Engineers love design patterns. They make our jobs easier, because they provide us with a lot of time-tested, proven ways of solving common problems. We also love design principles, which help guide good code design. Confusing the two is a common, and unfortunate, mistake that can lead an engineer down a deep well of poor code design that can be hard to escape. We all know a principle when we see one (Single Responsibility Principle, etc), but what, exactly, is a design principle?
A design principle is a top-down, goal-directed, descriptive heuristic.
It’s top-down, because design is top-down: high level concepts and systems are recursively decomposed into smaller systems and finally into classes. That doesn’t mean starting with a complete spec, but it does mean that, whatever your methodology, the end result needs to make sense from that perspective. If your end result has no high-level design then the process has failed.

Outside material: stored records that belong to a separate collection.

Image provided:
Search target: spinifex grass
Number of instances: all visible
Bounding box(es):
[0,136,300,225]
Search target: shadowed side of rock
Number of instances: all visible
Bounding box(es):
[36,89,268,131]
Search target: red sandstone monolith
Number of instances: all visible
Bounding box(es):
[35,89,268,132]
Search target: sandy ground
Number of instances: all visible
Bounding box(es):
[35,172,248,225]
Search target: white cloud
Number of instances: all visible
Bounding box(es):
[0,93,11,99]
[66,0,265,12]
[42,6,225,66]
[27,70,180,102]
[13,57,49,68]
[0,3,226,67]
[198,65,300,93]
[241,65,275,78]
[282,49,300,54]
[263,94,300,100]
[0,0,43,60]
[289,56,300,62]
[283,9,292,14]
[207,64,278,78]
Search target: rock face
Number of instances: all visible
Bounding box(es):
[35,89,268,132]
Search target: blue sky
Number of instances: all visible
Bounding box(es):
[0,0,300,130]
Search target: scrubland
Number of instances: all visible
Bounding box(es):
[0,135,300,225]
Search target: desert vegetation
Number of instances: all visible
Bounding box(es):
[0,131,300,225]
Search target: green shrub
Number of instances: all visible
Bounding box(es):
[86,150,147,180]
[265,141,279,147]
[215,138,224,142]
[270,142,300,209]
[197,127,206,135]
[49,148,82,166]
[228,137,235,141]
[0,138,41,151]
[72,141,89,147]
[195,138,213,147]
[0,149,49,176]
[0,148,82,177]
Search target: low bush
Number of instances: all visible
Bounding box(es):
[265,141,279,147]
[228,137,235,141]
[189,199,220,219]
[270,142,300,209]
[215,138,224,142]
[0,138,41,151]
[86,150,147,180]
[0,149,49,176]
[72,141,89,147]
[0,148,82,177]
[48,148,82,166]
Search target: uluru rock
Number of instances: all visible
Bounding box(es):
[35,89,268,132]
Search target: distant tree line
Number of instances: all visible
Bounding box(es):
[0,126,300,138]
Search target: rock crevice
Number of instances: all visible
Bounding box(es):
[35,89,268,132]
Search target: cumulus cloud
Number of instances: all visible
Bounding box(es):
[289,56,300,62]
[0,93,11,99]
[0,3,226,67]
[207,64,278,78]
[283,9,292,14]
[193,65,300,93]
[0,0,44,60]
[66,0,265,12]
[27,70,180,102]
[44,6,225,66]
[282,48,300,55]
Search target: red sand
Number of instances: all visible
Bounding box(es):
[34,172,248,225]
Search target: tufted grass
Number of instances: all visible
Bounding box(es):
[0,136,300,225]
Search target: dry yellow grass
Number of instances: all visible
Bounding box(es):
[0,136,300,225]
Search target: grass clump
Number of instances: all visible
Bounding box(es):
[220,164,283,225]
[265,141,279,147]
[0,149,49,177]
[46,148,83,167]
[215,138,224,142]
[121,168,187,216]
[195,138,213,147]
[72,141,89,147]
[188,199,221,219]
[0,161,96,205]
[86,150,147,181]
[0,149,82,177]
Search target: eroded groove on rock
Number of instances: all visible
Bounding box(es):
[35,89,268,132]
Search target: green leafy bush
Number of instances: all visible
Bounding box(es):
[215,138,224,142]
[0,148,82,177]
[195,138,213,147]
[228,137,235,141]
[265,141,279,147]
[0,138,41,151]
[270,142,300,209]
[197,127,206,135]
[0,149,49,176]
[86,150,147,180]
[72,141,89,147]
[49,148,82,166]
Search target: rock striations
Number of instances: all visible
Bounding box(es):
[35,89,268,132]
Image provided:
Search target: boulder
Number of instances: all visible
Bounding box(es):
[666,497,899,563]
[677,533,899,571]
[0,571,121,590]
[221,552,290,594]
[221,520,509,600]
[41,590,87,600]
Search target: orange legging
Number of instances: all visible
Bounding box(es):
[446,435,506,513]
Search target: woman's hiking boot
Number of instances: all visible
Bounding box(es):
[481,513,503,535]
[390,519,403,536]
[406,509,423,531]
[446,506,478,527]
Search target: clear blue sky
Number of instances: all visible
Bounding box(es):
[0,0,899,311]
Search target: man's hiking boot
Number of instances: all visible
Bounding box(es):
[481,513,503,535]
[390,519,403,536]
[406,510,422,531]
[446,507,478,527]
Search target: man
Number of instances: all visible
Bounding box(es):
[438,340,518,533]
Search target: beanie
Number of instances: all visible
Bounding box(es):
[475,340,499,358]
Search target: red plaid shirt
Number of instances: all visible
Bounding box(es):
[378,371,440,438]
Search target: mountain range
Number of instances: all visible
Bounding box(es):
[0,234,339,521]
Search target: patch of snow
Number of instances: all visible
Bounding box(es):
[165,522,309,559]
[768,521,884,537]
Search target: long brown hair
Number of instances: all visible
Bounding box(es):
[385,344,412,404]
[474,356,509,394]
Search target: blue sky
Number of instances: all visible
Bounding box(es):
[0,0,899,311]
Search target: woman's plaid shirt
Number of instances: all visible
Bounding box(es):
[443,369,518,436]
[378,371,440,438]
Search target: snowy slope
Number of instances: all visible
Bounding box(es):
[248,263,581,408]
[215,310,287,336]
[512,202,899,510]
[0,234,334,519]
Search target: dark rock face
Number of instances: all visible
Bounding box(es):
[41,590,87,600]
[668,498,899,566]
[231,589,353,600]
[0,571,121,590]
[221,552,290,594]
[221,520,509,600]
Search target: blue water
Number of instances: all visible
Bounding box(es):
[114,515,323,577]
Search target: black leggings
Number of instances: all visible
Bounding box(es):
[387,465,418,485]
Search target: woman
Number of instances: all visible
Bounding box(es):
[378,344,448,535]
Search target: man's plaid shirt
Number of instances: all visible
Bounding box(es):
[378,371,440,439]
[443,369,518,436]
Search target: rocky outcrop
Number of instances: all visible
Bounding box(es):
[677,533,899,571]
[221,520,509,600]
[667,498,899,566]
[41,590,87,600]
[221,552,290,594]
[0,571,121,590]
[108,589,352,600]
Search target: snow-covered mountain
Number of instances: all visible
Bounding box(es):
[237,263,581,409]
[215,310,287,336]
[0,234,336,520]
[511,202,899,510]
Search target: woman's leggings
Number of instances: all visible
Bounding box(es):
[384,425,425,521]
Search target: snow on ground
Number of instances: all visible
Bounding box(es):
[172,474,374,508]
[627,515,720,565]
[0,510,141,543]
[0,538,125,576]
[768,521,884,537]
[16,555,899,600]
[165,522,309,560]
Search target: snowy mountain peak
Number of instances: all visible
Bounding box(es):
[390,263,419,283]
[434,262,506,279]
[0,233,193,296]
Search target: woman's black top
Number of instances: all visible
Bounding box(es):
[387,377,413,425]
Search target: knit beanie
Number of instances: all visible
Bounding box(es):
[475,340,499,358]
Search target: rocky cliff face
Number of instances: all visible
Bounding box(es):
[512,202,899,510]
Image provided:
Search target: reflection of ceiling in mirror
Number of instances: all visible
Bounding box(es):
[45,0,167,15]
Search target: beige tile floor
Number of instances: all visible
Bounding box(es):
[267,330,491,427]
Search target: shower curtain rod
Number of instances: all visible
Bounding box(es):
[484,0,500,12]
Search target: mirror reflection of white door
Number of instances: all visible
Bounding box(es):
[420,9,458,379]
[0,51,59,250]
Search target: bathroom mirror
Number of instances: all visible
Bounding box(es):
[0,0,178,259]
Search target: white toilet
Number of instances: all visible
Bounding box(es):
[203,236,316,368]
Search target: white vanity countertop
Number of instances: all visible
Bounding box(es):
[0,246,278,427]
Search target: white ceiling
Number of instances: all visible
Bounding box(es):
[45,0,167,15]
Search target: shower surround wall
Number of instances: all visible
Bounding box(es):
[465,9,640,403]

It’s goal-directed, because it’s in service of external goals and not a goal in-and-of itself. Those goals are many but include: ease of testing, long-term maintainability, reusability, and velocity. A design principle that makes any one of those things worse is less than useless.
It’s descriptive, because it describes a likely ideal outcome without necessarily prescribing the means to achieve it. The difference is between giving someone enough information to reliably identify a cow, and that person trying to reconstruct a cow from that description without seeing one in advance.
It’s a heuristic, because it’s a rule of thumb, not a law. Heuristics help us get into and stay in the ballpark, by cleaving off unlikely or obviously unpalatable alternatives. Once there, though, they don’t help you identify the right answer. Occam’s razor, for instance, is a heuristic that is often abused. It says that the simplest explanation should be preferred to others. The point isn’t that any given simple explanation is necessarily more correct than a more complex one, it’s that simple explanations are preferable as a practical matter to more complex ones (and note they need not be mutually exclusive,) and, more importantly, as a basis of inquiry they’re likely to prove more fruitful.
So when applying a design principle, keep these things in mind:
- Are you applying it as part of an actual design process? Are you going to end up with a series of well-structured, coherent, and reasonable systems and classes, ordered into appropriate levels of abstraction? At any given level and for any given system, can you hold the entire thing in your head and comprehend it reasonably well?
- Are you making things easier for yourself in the long term, or just making a bigger mess on a large scale for the sake of applying a principle on the immediate, small scale?
- Are you just applying it by rote, as if it were an algorithm? Are you judging your use of the principle from the perspective of finished, high-quality software, or by whether some cookie-cutter pattern has been universally applied everywhere possible?
- Have you considered whether it even applies, or whether it applies in the same way as it has in other situations?